Colpo di testa 36 / Il vero modello della scuola di Barbiana

Corriere di Como, 20 giugno 2017

Oggi un Papa si reca a Barbiana per pregare sulla tomba di un prete morto cinquant’anni fa. Mezzo secolo dopo la Chiesa – quella istituzionale, l’unica talvolta ritenuta tale anche dal mondo cosiddetto laico – riconosce che don Lorenzo Milani aveva messo in pratica il Vangelo di Gesù coniugandolo come un grande disegno di attenzione all’uomo e come un serio impegno educativo calato dentro un concreto modello di scuola. Sarei, però, molto attento a trarre facili conclusioni dalla visita privata di Papa Francesco a Barbiana (preceduta dalla visita, sempre oggi, a Bozzolo sulla tomba di un altro prete scomodo, don Primo Mazzolari). Qualcuno ha già parlato di «riabilitazione», secondo un modello di lettura che è ancora verticistico. L’autentico messaggio cristiano quando penetra dentro la storia umana parla da solo e non ha bisogno né di riconoscimenti aggiunti né di riabilitazioni tardive. E poi, domandiamocelo senza pudore: è la Chiesa che riabilita don Milani e don Mazzolari, o sono i due preti scomodi che riabilitano la Chiesa? E, posto che la Chiesa esprima con un gesto esplicito del Papa il suo rammarico per non aver capito allora, c’è il rischio che sia solo il gesto di papa Francesco, e che, anche al livello gerarchico della Chiesa, qualcuno non sia d’accordo. E sia. Lo spirito critico non mi fa paura. Temo di più la sindrome del gregge.

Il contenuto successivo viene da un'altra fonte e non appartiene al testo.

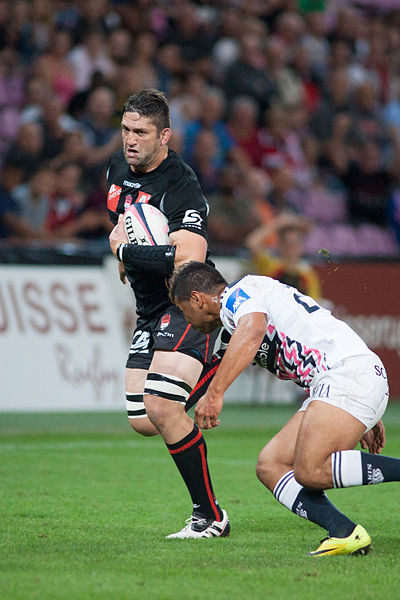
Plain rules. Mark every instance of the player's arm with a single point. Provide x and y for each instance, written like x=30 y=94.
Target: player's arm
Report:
x=242 y=348
x=144 y=259
x=188 y=246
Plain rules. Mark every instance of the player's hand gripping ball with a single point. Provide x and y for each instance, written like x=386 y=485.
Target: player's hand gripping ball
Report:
x=145 y=225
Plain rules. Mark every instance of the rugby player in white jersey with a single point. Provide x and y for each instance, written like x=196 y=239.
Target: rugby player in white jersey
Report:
x=293 y=337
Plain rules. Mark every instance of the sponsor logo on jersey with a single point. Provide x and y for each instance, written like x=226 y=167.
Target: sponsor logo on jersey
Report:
x=113 y=196
x=236 y=298
x=132 y=184
x=143 y=198
x=128 y=202
x=374 y=476
x=166 y=334
x=165 y=320
x=192 y=218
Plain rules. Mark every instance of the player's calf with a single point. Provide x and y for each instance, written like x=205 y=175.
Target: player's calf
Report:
x=137 y=416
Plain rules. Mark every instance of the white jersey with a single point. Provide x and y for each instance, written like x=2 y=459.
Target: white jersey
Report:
x=302 y=338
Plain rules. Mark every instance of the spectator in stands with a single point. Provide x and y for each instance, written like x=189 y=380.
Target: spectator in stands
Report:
x=11 y=97
x=54 y=67
x=28 y=148
x=56 y=125
x=243 y=128
x=366 y=117
x=289 y=85
x=281 y=147
x=227 y=47
x=12 y=225
x=286 y=263
x=212 y=112
x=335 y=101
x=70 y=216
x=206 y=160
x=249 y=75
x=90 y=57
x=367 y=178
x=33 y=199
x=144 y=61
x=232 y=212
x=102 y=137
x=37 y=90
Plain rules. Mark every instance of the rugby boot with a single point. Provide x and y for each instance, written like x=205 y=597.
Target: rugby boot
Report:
x=201 y=528
x=358 y=542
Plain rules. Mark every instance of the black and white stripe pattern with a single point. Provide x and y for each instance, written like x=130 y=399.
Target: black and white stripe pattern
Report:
x=135 y=405
x=287 y=489
x=282 y=483
x=167 y=386
x=337 y=469
x=347 y=468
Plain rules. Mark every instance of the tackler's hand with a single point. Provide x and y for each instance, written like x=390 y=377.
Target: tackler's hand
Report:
x=374 y=440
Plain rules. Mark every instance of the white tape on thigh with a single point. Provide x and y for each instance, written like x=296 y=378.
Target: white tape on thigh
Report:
x=167 y=386
x=135 y=405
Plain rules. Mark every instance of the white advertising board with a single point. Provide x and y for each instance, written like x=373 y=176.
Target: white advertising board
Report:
x=61 y=343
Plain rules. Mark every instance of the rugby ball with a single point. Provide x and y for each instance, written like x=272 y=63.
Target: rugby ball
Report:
x=145 y=225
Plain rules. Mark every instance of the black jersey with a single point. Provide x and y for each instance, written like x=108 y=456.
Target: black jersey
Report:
x=174 y=189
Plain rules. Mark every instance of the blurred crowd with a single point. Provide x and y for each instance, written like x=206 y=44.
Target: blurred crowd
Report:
x=281 y=107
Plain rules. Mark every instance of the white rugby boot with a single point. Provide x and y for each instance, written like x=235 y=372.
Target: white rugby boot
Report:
x=200 y=528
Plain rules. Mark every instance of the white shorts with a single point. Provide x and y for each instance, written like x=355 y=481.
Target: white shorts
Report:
x=357 y=384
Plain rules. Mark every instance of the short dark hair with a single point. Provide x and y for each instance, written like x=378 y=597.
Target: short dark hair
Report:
x=197 y=276
x=150 y=103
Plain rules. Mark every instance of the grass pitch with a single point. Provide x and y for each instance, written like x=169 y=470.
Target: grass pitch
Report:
x=86 y=504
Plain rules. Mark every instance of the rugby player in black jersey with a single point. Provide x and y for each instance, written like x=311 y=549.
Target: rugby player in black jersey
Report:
x=167 y=355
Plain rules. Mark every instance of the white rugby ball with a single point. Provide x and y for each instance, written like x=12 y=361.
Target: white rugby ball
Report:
x=145 y=225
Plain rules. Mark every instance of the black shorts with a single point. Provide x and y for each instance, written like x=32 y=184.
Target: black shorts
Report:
x=170 y=332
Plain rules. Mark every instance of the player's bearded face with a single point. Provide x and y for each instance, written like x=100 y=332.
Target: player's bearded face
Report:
x=141 y=142
x=199 y=318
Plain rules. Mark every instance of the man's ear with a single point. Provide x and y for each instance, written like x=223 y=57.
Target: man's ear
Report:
x=197 y=298
x=165 y=136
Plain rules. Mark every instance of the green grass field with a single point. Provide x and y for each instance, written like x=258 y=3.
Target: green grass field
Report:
x=86 y=503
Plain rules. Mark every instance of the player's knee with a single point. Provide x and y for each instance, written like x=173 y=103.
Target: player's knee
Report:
x=308 y=475
x=266 y=467
x=160 y=412
x=143 y=426
x=137 y=416
x=160 y=387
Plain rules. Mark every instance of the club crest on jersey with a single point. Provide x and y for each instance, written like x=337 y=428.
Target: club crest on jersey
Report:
x=165 y=320
x=143 y=198
x=113 y=196
x=236 y=298
x=128 y=202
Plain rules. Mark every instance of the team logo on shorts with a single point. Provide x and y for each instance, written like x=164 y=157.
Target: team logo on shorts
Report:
x=237 y=298
x=165 y=320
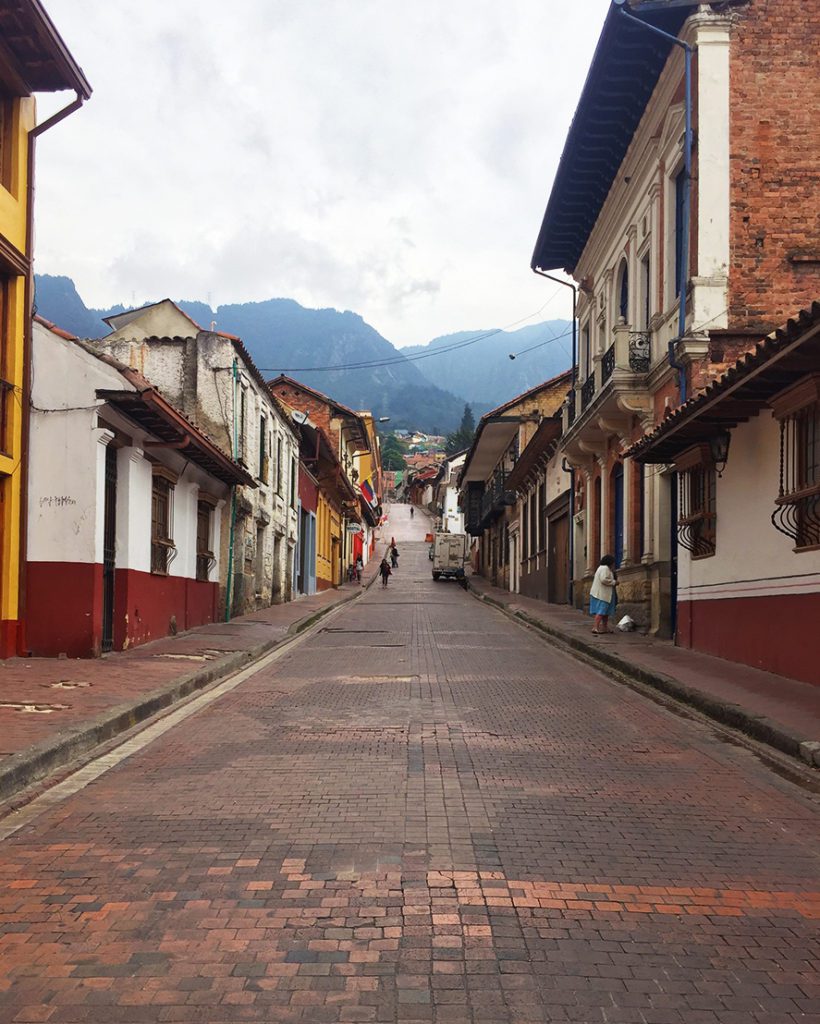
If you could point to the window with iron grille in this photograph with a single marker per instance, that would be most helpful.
(697, 503)
(242, 427)
(162, 544)
(205, 557)
(797, 504)
(6, 387)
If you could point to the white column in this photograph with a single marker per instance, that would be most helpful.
(604, 506)
(711, 268)
(629, 469)
(104, 437)
(133, 510)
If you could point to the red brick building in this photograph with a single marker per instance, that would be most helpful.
(678, 273)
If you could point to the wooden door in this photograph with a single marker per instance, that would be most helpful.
(559, 559)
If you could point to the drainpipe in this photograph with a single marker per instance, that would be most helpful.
(228, 589)
(28, 341)
(684, 273)
(570, 469)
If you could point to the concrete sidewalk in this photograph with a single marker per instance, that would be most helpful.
(55, 711)
(783, 713)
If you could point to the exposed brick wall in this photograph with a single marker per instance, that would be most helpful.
(318, 411)
(775, 161)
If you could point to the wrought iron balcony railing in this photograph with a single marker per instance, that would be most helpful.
(608, 363)
(640, 351)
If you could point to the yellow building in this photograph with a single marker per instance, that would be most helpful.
(33, 58)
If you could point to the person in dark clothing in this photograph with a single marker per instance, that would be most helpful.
(384, 571)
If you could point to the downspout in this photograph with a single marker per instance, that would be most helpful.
(28, 341)
(568, 284)
(228, 590)
(688, 140)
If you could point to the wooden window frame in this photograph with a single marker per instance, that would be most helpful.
(205, 556)
(697, 516)
(797, 503)
(163, 549)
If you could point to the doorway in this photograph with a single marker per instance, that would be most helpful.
(109, 549)
(617, 509)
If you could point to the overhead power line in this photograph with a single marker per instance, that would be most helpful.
(393, 359)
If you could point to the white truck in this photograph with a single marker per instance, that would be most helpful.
(448, 553)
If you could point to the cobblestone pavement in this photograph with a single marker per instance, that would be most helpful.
(421, 813)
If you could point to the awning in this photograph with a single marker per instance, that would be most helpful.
(495, 436)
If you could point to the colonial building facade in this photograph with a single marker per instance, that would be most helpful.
(344, 512)
(125, 506)
(33, 58)
(677, 273)
(210, 376)
(746, 454)
(511, 529)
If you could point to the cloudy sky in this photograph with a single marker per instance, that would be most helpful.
(384, 157)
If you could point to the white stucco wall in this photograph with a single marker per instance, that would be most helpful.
(65, 514)
(751, 559)
(68, 468)
(196, 372)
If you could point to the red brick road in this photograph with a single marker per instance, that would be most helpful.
(422, 813)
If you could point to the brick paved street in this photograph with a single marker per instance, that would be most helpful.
(421, 813)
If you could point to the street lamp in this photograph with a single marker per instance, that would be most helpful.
(719, 446)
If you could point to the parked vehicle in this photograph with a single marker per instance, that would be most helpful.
(449, 554)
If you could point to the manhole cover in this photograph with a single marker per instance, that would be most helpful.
(31, 708)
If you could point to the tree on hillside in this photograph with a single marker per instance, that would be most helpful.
(463, 437)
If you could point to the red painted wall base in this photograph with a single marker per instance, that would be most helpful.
(768, 633)
(10, 637)
(65, 607)
(148, 606)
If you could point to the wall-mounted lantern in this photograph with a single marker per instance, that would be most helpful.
(719, 446)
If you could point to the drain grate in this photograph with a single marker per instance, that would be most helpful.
(31, 708)
(186, 657)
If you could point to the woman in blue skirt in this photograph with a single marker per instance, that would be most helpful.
(603, 596)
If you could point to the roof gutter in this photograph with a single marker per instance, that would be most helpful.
(684, 269)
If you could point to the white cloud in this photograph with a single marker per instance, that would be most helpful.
(389, 158)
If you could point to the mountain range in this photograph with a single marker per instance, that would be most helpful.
(424, 387)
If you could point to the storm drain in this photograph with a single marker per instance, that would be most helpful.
(186, 657)
(32, 709)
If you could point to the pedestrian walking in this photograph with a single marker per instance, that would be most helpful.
(603, 595)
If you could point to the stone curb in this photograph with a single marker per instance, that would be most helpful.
(758, 726)
(35, 763)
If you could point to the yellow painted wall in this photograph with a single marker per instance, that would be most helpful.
(12, 228)
(329, 539)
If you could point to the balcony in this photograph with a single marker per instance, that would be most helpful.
(495, 498)
(611, 395)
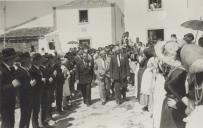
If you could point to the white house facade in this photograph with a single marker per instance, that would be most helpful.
(96, 23)
(143, 18)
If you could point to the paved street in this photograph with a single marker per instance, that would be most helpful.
(127, 115)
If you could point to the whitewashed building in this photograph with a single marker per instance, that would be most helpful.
(94, 23)
(160, 18)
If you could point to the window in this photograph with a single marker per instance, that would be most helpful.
(155, 34)
(155, 5)
(52, 45)
(83, 16)
(84, 43)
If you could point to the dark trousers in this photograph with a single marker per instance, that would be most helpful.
(72, 82)
(25, 109)
(35, 107)
(59, 96)
(8, 111)
(86, 93)
(119, 91)
(44, 104)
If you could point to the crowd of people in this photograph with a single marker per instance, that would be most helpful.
(160, 72)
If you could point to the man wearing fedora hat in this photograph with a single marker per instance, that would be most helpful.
(47, 83)
(8, 85)
(25, 88)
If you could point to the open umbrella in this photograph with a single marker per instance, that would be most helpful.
(193, 24)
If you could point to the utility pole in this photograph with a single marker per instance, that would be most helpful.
(4, 13)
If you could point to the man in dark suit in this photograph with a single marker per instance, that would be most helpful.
(8, 85)
(119, 73)
(36, 78)
(59, 81)
(25, 89)
(84, 76)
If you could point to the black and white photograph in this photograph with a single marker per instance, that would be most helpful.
(101, 63)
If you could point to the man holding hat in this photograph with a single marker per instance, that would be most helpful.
(8, 85)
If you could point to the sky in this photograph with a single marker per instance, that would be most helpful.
(21, 11)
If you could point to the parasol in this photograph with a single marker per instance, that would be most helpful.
(194, 25)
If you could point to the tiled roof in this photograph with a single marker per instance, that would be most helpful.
(85, 4)
(28, 32)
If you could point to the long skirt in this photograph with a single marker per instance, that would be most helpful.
(158, 98)
(140, 74)
(148, 79)
(66, 88)
(172, 118)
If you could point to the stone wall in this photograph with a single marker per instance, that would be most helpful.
(22, 45)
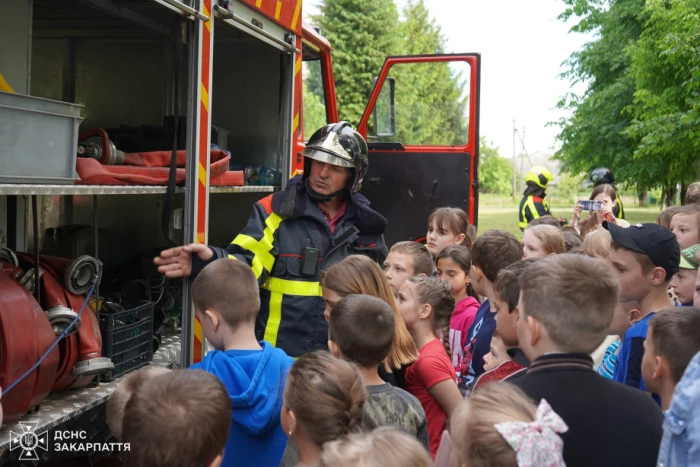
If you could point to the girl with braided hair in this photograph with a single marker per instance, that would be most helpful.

E a tal proposito mi pare importante ricordare che la scuola di Barbiana – quella che si inventò il prete fiorentino, mandato in esilio nel Mugello dal suo arcivescovo – non deve essere intesa come una scuola povera, ma semmai come una scuola per poveri. A frequentarla erano ragazzi che non potevano avere un’istruzione, e che furono letteralmente trascinati dentro un’esperienza educativa ricca di contenuti e di opportunità e capace di creare uno spirito critico. Don Milani rifuggiva, anche per la sua formazione culturale e teologica, da una facile approssimazione. Non voleva insegnare a leggere e a far di conto, l’essenziale per non soccombere, tanto di più non sarebbe servito a quei ragazzi per fare il contadino. Egli aveva idee grandi per loro, voleva prepararli a vivere nel mondo non da subalterni, e a chi frequentava la sua scuola chiedeva un sacrificio non di danaro, ma di tempo e serietà sì.

La scuola di Barbiana è, dunque, ancora oggi un modello di vera scuola. Anzi, lo è soprattutto oggi, in tempi in cui la tendenza al ribasso non è un rischio, ma una tragica realtà. Vera scuola, perché centrata sulla fatica del sapere e dello studiare. Vera scuola, perché il tempo pieno non è affatto un parcheggio prolungato, ma è coinvolgimento della vita secondo i ritmi di una pedagogia lenta ma efficace. Tutte cose che oggi si faticano a trovare, motivo per cui l’entusiasmo manifestato per la scuola di Barbiana mi pare talvolta posticcio e di maniera, perché poi si fa l’esatto contrario. Riabilitare don Milani non è una bella cerimonia. Significa, anche per la Chiesa, decidere di investire di più nella cultura, andando oltre le mense e i dormitori.